Наверное, только Лешка-то из всех и не смотрел никогда брезгливо, а я ему все равно – гонорейный, да. Такая плохая, отвратительная, поэтому брать никуда нельзя.

– Ален, мы разберемся. Поможем, если что, скажи – ты согласна?

Я, конечно, была согласна.

И он повез меня, и его руки были крепче, сильнее, чем когда-то у Алика, хотя и не касались меня, моего тела. Напрягла руку, когда он дотронулся, затем расслабила. И рука успокоилась, сделалась мягкая: сразу же, впервые смогла телу приказать, чего до этого много лет не случалось, спастическое оставило на несколько часов.

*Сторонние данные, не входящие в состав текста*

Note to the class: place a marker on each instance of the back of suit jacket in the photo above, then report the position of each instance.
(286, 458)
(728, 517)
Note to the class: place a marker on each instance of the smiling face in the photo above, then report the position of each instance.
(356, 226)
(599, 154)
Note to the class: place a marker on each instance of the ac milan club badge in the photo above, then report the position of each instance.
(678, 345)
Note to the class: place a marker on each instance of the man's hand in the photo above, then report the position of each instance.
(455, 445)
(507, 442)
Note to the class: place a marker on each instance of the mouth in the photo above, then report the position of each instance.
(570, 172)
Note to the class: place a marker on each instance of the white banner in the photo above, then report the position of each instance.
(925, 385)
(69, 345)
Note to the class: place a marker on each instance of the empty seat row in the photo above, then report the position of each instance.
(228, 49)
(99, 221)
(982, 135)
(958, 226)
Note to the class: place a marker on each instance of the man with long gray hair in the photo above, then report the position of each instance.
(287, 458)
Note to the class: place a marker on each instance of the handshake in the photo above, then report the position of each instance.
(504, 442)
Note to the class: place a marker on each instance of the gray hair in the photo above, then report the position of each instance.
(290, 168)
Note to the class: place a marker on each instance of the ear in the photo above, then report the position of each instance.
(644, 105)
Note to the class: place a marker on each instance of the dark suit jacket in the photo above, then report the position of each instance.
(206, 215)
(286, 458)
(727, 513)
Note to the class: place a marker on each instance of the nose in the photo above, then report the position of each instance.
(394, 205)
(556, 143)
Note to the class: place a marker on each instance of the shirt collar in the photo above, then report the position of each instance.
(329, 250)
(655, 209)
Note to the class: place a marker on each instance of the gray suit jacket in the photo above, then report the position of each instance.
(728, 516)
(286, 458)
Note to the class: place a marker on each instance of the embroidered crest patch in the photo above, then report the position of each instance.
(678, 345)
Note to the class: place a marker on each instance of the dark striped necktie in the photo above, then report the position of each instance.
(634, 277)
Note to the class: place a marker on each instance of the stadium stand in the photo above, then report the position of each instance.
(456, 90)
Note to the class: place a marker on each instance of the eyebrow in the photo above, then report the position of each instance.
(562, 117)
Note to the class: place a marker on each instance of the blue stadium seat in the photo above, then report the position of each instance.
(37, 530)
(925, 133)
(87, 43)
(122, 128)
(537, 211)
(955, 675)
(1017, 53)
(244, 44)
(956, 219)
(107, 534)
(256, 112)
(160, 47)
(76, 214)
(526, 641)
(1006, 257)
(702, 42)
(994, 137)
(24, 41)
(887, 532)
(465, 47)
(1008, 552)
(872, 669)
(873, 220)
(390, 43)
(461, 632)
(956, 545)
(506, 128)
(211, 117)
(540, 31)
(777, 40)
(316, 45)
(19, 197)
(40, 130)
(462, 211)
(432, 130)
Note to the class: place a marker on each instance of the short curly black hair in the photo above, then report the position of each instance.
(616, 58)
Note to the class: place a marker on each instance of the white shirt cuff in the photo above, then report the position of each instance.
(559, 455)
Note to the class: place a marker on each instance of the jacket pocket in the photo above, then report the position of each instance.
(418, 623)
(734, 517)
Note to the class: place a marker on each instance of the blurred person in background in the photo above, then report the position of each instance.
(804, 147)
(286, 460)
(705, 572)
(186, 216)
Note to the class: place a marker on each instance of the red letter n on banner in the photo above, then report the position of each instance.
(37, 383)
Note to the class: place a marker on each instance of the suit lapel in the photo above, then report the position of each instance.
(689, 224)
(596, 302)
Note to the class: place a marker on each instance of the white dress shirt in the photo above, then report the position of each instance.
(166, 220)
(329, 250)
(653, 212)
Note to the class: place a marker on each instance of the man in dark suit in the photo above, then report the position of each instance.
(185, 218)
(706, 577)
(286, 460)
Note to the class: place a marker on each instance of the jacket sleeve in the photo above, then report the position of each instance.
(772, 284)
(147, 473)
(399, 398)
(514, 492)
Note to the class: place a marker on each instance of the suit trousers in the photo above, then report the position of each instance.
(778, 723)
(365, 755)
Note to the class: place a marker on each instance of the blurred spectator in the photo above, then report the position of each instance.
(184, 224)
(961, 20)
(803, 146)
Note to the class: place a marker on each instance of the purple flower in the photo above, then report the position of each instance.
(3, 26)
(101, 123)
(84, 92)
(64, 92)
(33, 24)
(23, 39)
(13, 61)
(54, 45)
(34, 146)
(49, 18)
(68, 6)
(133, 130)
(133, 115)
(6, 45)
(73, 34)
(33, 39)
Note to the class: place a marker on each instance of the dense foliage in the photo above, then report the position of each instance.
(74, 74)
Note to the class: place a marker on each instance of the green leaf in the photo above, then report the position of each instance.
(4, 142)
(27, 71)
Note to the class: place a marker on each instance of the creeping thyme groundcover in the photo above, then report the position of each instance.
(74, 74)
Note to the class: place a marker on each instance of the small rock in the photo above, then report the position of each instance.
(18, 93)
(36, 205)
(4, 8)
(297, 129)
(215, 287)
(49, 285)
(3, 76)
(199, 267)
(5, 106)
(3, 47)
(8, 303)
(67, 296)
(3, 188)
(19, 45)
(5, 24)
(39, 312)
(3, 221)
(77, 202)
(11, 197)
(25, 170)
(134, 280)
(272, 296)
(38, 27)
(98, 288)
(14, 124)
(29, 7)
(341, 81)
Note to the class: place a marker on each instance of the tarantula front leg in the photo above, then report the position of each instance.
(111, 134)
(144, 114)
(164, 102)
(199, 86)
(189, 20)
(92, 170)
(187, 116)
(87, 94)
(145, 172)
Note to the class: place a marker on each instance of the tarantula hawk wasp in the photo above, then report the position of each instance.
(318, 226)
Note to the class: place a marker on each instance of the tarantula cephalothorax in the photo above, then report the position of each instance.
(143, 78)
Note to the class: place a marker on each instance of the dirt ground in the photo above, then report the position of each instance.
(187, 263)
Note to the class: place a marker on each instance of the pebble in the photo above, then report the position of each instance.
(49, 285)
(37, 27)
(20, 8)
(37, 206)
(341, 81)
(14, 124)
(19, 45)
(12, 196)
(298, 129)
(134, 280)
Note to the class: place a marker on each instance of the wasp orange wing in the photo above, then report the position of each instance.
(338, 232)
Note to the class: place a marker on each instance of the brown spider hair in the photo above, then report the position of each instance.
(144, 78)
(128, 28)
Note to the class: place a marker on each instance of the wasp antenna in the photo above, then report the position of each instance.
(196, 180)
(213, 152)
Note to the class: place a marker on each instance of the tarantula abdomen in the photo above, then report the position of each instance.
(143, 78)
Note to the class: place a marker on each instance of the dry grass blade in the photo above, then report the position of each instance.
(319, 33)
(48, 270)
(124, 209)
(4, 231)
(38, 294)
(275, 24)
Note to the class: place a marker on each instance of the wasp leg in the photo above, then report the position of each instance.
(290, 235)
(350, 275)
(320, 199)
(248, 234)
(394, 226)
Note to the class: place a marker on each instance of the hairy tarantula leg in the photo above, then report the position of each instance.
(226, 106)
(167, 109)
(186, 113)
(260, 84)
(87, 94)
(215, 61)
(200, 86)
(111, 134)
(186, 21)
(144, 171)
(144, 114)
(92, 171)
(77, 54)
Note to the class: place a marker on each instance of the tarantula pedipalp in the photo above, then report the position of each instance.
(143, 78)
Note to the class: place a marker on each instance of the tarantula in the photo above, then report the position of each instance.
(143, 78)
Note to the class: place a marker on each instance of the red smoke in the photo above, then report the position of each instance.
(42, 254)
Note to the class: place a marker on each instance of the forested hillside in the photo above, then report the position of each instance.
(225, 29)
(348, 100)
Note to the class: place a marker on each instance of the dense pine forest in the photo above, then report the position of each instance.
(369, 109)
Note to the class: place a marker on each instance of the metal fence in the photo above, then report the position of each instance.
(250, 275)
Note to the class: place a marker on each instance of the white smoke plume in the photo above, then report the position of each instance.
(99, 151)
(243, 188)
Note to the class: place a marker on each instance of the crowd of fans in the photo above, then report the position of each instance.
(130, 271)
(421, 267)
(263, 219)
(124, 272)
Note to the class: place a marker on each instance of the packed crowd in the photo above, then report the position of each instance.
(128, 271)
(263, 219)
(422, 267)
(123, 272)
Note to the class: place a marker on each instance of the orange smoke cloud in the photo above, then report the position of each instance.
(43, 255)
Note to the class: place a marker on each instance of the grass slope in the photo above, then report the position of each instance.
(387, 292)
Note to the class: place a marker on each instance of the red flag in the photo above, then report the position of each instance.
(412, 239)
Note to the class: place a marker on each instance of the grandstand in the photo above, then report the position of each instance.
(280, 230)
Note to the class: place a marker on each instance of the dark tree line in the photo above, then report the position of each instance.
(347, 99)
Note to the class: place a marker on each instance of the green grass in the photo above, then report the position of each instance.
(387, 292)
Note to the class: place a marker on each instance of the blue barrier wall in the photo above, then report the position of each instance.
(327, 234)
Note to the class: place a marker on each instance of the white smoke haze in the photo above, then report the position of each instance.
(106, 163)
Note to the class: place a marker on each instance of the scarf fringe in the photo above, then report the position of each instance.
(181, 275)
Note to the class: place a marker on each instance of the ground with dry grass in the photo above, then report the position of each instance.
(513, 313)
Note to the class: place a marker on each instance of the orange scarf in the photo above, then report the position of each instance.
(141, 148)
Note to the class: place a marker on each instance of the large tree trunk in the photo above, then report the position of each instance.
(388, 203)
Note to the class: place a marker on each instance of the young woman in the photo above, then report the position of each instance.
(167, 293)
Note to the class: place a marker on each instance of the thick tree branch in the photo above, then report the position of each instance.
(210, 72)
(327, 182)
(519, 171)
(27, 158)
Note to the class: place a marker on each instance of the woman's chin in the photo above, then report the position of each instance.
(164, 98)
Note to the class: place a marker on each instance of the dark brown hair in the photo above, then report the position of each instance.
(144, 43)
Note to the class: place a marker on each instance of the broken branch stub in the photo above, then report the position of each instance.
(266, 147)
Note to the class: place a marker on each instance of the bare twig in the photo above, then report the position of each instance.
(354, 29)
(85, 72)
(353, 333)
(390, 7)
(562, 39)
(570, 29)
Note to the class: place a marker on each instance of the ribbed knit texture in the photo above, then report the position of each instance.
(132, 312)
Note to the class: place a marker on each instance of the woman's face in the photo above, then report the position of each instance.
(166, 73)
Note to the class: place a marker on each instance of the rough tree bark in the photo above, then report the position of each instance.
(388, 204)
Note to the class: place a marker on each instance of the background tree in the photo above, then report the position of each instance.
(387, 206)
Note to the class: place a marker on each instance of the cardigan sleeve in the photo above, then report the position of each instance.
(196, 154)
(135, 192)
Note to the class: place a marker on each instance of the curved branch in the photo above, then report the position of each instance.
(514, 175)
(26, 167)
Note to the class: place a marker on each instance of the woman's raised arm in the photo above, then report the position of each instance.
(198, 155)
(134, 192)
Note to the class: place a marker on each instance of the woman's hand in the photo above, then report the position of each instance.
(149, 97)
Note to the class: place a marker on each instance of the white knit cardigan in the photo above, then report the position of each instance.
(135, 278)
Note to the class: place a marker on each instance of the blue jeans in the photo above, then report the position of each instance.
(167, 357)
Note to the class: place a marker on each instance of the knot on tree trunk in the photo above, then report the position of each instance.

Я открываю глаза – солнце стоит не так, как раньше, сильно ушло вправо. Долго просидели. Аленка дышит глубоко, словно бы уснула, и хорошо. Я пытаюсь встать – и почти падаю, русалочий хвост мешает? Трогаю голые ноги: нет, никакой чешуи, ничего похожего. Ноги затекли, слишком долго просидел.

Шорох: вот и ребята возвращаются, вот и Лис возвращается.

– Ну что, – шепчет он, – уснула? О чем вы говорили так долго?

– О том, что ты ей нравишься. – Я наконец-то выпрямляюсь и медленно-медленно спускаюсь к морю, впервые по доброй воле оставляя его с кем-то.